Many diabetic patients suffer associated complications with their disease, but Dr. Mayland Chang, a research professor in the department of chemistry and biochemistry, is attempting to mitigate the complication of chronic wounds.
“Diabetes has many complications and one of them is that patients with diabetes get wounds that don’t heal,” Chang said.
She said there is almost no knowledge of the causes of this specific complication, and this limited knowledge has led to the inability to combat the problem.
“This results is more than 70,000 lower limb amputations in patients every year just in the U.S.,” she said. “About half of those patients, within three years, end up dying.”
These statistics drove Chang to look for solutions to these problems, she said. Chang leads a research group from Notre Dame’s department of chemistry and biochemistry that has made significant progress in finding ways to fix the prevalence of chronic wounds in diabetic patients.
The team’s main tools are diabetic mice, she said.
“We inflict wounds to mice, db/db mice, so they have type 2 diabetes, and we go with a biopsy punch,” Chang said. “If you can imagine it, it is like trying to punch a hole in paper, you make a wound in the back of the mice.”
The research team is able to analyze the mice wounds and gather data, she said, and the mice have already led the team to new discoveries. In an earlier study, the research team found two enzymes in the diabetic mice wounds: MMP-8 and MMP-9.
Chang said the research team hypothesized that MMP-8 was coming in to repair the wound.
“We also saw that MMP-9 up regulated in diabetic animal wounds, so we thought that MMP-9 was the cause for why the wounds did not heal,” she said.
The first study also led to the team to utilize an MMP-9 inhibitor, ND-322, in attempt to heal the wounds, Chang said, but the results did not overly impress the team.
“We would see improvement, but not great improvement, so then we worked on making a more selective inhibitor,” she said.
In their most recent study, published in the Proceedings of the National Academy of Sciences, the team utilized a new and improved MMP-9 inhibitor, ND-336, Chang said. While low levels of selectivity lessened the earlier inhibitor’s healing abilities, the new inhibitor, ND-336, is far more sophisticated, Chang said..
“The ND-322 was a three-fold selectivity, this is like a 50-fold selectivity,” she said.
Chang said ND-336 is a much better inhibitor, and now that the team has proven their discoveries yield successful results, she can envision the practical benefits of these discoveries.
“If you had an MMP-9 inhibitor like ND-336, that in itself can become a drug that you can apply to heal wounds,” Chang said.

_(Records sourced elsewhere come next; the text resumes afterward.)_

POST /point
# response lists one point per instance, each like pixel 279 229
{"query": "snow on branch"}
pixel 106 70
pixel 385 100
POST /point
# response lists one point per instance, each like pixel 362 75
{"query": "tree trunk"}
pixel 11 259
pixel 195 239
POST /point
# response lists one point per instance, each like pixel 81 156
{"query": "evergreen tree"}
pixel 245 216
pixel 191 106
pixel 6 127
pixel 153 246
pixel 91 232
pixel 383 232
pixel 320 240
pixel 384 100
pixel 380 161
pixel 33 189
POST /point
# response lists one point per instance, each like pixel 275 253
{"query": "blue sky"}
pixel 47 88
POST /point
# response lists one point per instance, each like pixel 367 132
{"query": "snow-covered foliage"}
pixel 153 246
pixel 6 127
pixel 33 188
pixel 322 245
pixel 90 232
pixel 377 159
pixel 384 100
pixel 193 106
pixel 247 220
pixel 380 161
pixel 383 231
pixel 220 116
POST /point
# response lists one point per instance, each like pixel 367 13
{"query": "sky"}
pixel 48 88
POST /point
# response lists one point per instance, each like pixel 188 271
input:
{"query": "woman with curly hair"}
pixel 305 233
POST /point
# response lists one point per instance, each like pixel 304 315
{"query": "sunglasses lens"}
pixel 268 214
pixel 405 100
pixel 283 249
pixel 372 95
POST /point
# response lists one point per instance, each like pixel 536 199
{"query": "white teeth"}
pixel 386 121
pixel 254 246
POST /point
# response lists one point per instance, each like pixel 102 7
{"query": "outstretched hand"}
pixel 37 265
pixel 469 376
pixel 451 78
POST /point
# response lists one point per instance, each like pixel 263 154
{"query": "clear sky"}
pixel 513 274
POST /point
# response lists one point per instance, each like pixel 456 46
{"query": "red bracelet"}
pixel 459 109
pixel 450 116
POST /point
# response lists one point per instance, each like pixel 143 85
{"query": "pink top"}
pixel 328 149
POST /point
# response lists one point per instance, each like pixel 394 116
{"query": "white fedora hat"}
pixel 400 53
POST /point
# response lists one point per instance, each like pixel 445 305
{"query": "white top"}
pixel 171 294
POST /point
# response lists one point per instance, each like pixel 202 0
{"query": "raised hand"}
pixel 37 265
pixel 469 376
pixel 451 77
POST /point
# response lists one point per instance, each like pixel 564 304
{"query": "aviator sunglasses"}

Other options, Chang said, would be to apply MMP-8 to the wounds or utilize the combination of both. First the team would have to move on to human trials, she said, which will not be happening in the near future.
“You need first to get investment money that usually does not come from federal agencies. It may be like $2 million to manufacture kilograms of the compound that we can’t do here, and then be able to do the toxicology in a rodent and non-rodent species. We would submit that to the FDA and then they would grant us approval so we can test on humans,” Chang said.
Finances, not time, are the main obstacle, Chang said.
“It is not that it is a long road, it is that you have to go and find the money to do it. If you have the money, you can get it done in one year. The problem is just getting the money to do that,” she said.